How to have a successful date
You must have heard that some young men invite girls to the cinema for horror movies. They hope that the friend will get scared and hug the companion. This tactic may seem ridiculous, but the scientific evidence speaks in its favor.
There have been many studies that have shown that people rely on manifestations of their own physiological and emotional state in order to evaluate themselves and decide what to think and how to act.
If a person is physiologically aroused—particularly while watching a horror movie—the brain may decide that the arousal is related to something else, such as the presence of another person or worry about whether a date is going well.
If you don’t like horror, think about what else will give you and your companion (or companion) an adrenaline rush.
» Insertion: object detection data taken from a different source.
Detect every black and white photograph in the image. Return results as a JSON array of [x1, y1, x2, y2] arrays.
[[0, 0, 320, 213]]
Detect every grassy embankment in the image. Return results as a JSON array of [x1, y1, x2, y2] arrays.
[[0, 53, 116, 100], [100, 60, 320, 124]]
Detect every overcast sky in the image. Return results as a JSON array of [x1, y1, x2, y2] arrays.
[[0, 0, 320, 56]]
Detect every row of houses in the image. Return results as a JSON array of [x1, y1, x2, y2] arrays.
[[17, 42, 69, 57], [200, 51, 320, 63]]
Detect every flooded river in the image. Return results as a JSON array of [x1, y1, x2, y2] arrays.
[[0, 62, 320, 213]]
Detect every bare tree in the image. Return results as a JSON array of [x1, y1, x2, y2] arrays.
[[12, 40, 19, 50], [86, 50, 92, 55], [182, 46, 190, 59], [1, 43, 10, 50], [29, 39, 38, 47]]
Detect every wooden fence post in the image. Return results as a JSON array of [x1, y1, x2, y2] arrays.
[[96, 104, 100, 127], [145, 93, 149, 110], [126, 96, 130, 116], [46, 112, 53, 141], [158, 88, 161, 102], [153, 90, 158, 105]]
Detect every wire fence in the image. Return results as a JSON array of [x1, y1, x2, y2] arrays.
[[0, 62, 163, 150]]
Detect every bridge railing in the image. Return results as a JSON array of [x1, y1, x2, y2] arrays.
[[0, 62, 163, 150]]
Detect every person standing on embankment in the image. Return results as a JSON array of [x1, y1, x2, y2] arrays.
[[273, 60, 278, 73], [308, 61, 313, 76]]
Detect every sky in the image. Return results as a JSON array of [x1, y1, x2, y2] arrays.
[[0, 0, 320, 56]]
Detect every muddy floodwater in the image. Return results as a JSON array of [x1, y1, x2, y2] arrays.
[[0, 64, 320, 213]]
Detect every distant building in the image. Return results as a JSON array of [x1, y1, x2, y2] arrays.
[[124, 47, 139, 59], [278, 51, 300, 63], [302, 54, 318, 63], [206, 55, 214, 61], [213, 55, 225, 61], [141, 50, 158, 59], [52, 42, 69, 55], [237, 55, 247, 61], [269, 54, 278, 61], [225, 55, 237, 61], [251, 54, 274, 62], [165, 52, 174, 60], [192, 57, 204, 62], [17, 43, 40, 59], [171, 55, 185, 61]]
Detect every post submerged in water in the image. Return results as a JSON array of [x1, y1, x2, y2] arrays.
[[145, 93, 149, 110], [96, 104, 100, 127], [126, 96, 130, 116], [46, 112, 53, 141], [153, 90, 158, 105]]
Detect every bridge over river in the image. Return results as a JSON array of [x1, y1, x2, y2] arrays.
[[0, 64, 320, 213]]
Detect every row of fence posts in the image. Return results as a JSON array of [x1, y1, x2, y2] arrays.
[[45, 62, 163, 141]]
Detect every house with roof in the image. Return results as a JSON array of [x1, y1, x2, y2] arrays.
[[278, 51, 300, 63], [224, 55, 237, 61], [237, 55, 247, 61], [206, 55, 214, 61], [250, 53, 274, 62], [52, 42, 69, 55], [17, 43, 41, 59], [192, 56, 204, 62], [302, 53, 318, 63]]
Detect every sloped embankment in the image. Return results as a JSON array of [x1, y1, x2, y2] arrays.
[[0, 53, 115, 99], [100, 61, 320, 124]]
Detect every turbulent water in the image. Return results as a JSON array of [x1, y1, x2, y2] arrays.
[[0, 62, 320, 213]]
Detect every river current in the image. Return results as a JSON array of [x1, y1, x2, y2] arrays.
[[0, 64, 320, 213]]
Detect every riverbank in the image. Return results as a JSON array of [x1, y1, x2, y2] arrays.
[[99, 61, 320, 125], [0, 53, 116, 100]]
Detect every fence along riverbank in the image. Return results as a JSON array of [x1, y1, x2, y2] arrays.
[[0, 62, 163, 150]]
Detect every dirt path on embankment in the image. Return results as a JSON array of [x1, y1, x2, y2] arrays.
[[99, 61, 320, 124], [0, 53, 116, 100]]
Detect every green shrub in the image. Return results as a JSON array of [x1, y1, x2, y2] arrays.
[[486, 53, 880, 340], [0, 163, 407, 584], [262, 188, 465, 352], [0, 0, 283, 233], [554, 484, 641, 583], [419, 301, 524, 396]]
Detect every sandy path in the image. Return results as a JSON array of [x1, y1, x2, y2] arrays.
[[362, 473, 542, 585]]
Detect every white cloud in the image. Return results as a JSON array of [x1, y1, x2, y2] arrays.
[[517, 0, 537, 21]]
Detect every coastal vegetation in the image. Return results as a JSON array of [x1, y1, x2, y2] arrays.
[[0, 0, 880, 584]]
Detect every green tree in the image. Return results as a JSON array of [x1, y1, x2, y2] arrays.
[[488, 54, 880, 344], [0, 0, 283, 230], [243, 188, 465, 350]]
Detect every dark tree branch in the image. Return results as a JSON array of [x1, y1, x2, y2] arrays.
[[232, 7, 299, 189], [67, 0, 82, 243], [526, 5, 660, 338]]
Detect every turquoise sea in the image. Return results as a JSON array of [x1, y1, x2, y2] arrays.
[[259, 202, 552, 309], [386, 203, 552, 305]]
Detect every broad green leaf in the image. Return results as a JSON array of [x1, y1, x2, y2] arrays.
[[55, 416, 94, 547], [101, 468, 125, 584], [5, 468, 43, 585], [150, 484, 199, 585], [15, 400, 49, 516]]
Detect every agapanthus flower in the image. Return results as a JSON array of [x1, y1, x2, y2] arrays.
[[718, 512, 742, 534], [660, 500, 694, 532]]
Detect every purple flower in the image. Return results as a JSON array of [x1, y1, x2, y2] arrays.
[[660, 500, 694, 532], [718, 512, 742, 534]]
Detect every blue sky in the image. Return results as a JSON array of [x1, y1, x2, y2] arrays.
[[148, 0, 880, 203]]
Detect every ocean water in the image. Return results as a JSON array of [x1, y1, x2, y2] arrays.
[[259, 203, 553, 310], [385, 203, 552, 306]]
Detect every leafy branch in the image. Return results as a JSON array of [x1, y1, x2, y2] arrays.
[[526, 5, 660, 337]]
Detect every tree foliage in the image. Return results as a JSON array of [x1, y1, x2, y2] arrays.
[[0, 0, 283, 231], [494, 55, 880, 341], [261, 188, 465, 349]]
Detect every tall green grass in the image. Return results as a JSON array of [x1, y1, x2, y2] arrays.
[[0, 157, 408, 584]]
For example, you can ride a roller coaster. The effect will be the same.
How to cheer yourself up
Scientists have proven that we can quickly change our mood by using facial expressions. If you smile or frown, then you experience the corresponding emotions (without even realizing it).
In one study, participants were divided into two groups. Representatives of the first had to hold a pen between their teeth, imitating a smile (they were not explained why this was necessary). Participants from the second group were asked to hold the pen tightly with their lips (try to smile while holding the pen in this position – and you will see that it is not easy).
After that, the participants had to perform various activities, including looking at the cartoons and judging how funny they were. In theory, our opinion about the picture should not depend on the position of the pen – between the teeth or lips – but the participants in the first group seemed to have fun caricatures.
In another study, people were asked to say words that made their facial muscles move in a certain way, with similar results.
Recently, psychologists and doctors have been using Botox to study this effect. During the experiments, the subjects injected this substance into certain areas on the face in order to make facial expressions more difficult. The results were similar: by losing the ability to frown and make an angry expression, people became less angry. The study participants also experienced a reduction in depression levels.
As you can see, instead of trying hard to control the thoughts in your head, you can use a little neuro trick that will seriously change the mind and behavior.
There is another important point: the neural trick will work much better if you apply it several times. Let’s say you want to loosen up and overcome shyness. If you do something once, like dropping into an improv class, it will be difficult for you to acquire a new identity. You have to go to classes repeatedly and out of your own interest.
To change your self-perception, you need to do the same thing over and over again.
After, say, five classes, the mind begins to believe that the lessons are enjoyable, otherwise why go to them. Thus, a new type of personality is formed.